This morning's interview with Richmond Federal Reserve President Jeffrey Lacker, the only Fed member to oppose the new numerical targets for unemployment and inflation, may actually be the most dovish statement we've heard out of the Fed yet.
Lacker made it clear that although he disagrees with the policy of setting numerical targets, the Federal Reserve's Open Market Committee as a body is "straining to provide as much stimulus as possible without endangering our price stability credibility."
Those words — "straining to provide as much stimulus as possible" — are pretty stark contrasts to the anodyne phrases we usually hear in connection with monetary policy. This is made all the more dramatic because Lacker is not describing his preferred policy. He's not engaging in wishful thinking, describing his own preferred path as the likely path.

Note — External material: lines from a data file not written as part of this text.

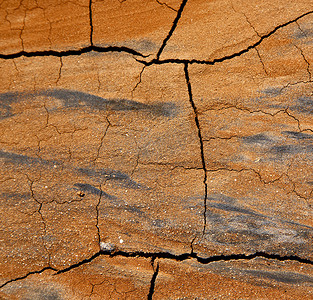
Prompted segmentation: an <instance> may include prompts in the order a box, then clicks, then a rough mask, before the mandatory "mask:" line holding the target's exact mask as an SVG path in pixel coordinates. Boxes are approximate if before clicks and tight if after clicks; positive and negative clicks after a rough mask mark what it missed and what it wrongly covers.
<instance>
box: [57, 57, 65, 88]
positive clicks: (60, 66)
mask: <svg viewBox="0 0 313 300" xmlns="http://www.w3.org/2000/svg"><path fill="white" fill-rule="evenodd" d="M62 68H63V60H62V56H61V57H60V69H59V74H58V78H57V81H56V83H55V84H56V85H58V83H59V81H60V79H61V76H62Z"/></svg>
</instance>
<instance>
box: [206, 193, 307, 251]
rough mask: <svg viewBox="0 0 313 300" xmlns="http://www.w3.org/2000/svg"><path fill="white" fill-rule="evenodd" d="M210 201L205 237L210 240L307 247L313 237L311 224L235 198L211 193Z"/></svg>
mask: <svg viewBox="0 0 313 300" xmlns="http://www.w3.org/2000/svg"><path fill="white" fill-rule="evenodd" d="M212 200H214V201H212ZM207 205H208V208H209V209H208V210H207V224H208V226H207V230H206V234H205V238H206V239H208V240H210V241H211V242H212V241H213V242H216V243H219V244H223V245H249V247H255V248H259V247H262V249H264V247H265V245H272V244H273V245H274V244H277V243H279V244H280V243H286V245H288V244H289V245H290V244H292V245H293V247H294V248H295V245H299V247H300V246H301V247H304V248H305V247H306V246H304V244H306V243H307V242H308V241H311V239H312V232H313V231H312V227H309V226H305V225H302V224H299V223H296V222H290V221H288V220H284V219H280V218H274V217H271V216H269V215H265V214H261V213H258V212H257V211H254V210H252V209H249V208H245V207H244V206H243V205H242V204H241V203H238V200H236V199H235V198H231V197H223V195H210V196H209V197H208V202H207ZM210 208H211V209H210ZM212 208H217V209H218V210H214V209H212ZM219 210H222V211H219Z"/></svg>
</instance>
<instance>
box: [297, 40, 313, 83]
mask: <svg viewBox="0 0 313 300" xmlns="http://www.w3.org/2000/svg"><path fill="white" fill-rule="evenodd" d="M295 47H296V48H297V49H298V50H299V51H300V54H301V56H302V58H303V60H304V62H305V63H306V65H307V68H306V70H307V73H308V78H309V79H308V81H309V82H311V81H312V74H311V71H310V63H309V61H308V60H307V58H306V57H305V55H304V53H303V50H302V49H301V48H300V47H298V46H297V45H295Z"/></svg>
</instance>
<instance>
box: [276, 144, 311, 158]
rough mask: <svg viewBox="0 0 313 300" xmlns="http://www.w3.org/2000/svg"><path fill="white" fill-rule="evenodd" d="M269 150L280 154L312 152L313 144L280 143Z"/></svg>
mask: <svg viewBox="0 0 313 300" xmlns="http://www.w3.org/2000/svg"><path fill="white" fill-rule="evenodd" d="M270 152H272V153H274V154H276V155H281V156H282V155H289V154H299V153H313V145H280V146H274V147H272V148H271V149H270Z"/></svg>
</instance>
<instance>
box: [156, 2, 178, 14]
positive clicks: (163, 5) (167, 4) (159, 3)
mask: <svg viewBox="0 0 313 300" xmlns="http://www.w3.org/2000/svg"><path fill="white" fill-rule="evenodd" d="M156 2H157V3H159V4H160V5H162V6H165V7H167V8H169V9H171V10H173V11H176V12H177V9H175V8H173V7H171V6H170V5H168V4H167V3H166V2H161V1H159V0H156Z"/></svg>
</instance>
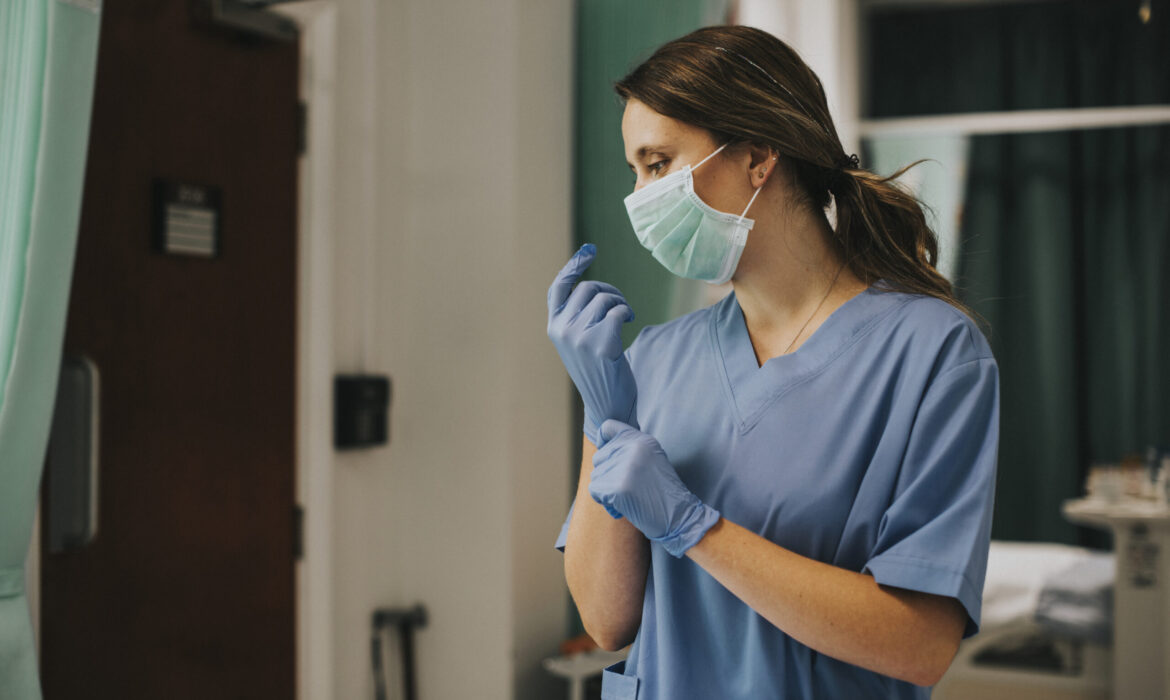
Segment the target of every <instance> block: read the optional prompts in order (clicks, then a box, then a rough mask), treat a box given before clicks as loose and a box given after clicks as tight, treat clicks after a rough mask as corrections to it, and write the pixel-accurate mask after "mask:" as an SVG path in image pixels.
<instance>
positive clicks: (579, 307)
mask: <svg viewBox="0 0 1170 700" xmlns="http://www.w3.org/2000/svg"><path fill="white" fill-rule="evenodd" d="M598 294H613V295H615V296H621V291H619V290H618V288H617V287H614V286H613V284H610V283H608V282H598V281H597V280H586V281H584V282H581V283H579V284H577V287H576V288H573V290H572V291H571V293H570V294H569V298H567V300H565V303H564V304H563V307H562V309H560V313H559V316H562V317H564V318H567V320H570V321H572V320H574V318H577V316H578V315H579V314H580V313H581V311H583V310H584V309H585V307H587V306H589V303H590V302H591V301H593V297H596V296H597V295H598ZM622 300H625V297H622Z"/></svg>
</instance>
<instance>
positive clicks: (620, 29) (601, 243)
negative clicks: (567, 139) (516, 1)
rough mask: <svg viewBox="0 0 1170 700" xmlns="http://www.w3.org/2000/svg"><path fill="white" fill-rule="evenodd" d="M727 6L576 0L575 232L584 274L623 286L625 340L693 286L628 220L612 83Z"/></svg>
mask: <svg viewBox="0 0 1170 700" xmlns="http://www.w3.org/2000/svg"><path fill="white" fill-rule="evenodd" d="M727 6H728V4H727V1H725V0H638V1H636V2H631V1H629V0H581V1H580V2H578V5H577V108H576V112H577V129H576V133H577V143H576V147H574V151H576V164H574V176H576V177H574V198H573V208H574V215H573V224H574V233H576V239H577V241H578V245H580V243H585V242H592V243H596V245H597V248H598V255H597V260H596V261H594V262H593V265H592V266H591V267H590V270H589V275H587V276H589V277H590V279H594V280H604V281H606V282H610V283H611V284H614V286H615V287H617V288H618V289H621V291H622V294H625V296H626V298H627V300H628V301H629V304H631V307H632V308H633V309H634V314H635V315H636V318H635V320H634V322H633V323H628V324H626V329H625V336H624V338H625V341H626V344H627V345H628V344H629V343H631V342H632V341H633V339H634V337H635V336H636V335H638V331H639V330H641V329H642V328H643V327H645V325H647V324H653V323H662V322H663V321H667V320H669V318H670V317H672V316H673V315H675V314H676V313H677V311H679V310H681V307H680V301H679V298H677V297H679V295H681V294H683V295H686V296H688V297H689V296H694V295H695V294H694V290H693V289H687V288H686V286H680V284H676V282H675V277H673V276H672V275H670V273H668V272H667V270H666V269H665V268H662V266H660V265H659V263H658V262H656V261H655V260H654V259H653V258H651V254H649V253H648V252H647V251H646V249H645V248H642V247H641V245H640V243H639V242H638V239H635V238H634V232H633V229H632V228H631V227H629V219H628V218H627V217H626V207H625V205H624V204H622V200H624V199H625V197H626V195H627V194H629V193H631V192H632V191H633V188H634V177H633V173H631V172H629V169H628V166H627V165H626V155H625V149H624V147H622V142H621V111H622V105H621V102H620V99H619V98H618V96H617V94H614V91H613V83H615V82H617V81H619V80H621V78H622V77H625V75H626V74H627V73H629V71H631V70H632V69H633V68H635V67H636V66H638V64H639V63H640V62H641V61H645V60H646V59H648V57H649V56H651V54H653V53H654V49H656V48H658V47H659V46H661V44H663V43H666V42H667V41H670V40H672V39H677V37H679V36H682V35H684V34H688V33H690V32H694V30H695V29H698V28H700V27H703V26H708V25H718V23H723V21H724V18H725V16H727ZM550 280H551V277H550ZM695 284H702V282H696V283H695ZM682 303H683V304H686V302H682ZM578 427H579V426H578Z"/></svg>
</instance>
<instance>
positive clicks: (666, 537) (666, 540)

"My worry, and the reason I dissented on this and the asset purchases, is that we seem to be willing to test the very limits of that credibility. And when you make a test, sometimes it doesn't come out right," Lacker said.
We're used to monetary policy hawks warning about the dangers of inflation. That's what monetary policy hawks do. But we typically interpret hawkish warnings from FOMC members as signs that rates might raise before we expect them to. We see them as advocates of a position, and try to judge how effective they may be at persuading other members to take their point of view.
Lacker, however, is doing something quite different here. He appears resigned to having lost out on the argument about numerical targeting. In his interpretation, the FOMC is going to do it. So he is warning that rates may stay low for long enough that inflation gets away from the Fed.
In other words, he's coming very close to forecasting higher inflation with lower rates. Far from undermining Fed policy, however, Lacker is really supporting it.
Folks like Paul Krugman have long argued that that central banks can "gain traction even in a liquidity trap if they can create expectations that money will remain loose after the economy recovers, generating modestly higher inflation."
In other words, the Fed need to communicate that it is willing to risk pushing things "too far." That it is planning on "testing the very limits," as Lacker says.
That pretty much seems to be Lacker's message, although he's clearly not happy about it. Chalk Lacker up as an accidental supporter of Krugman's view of central banking.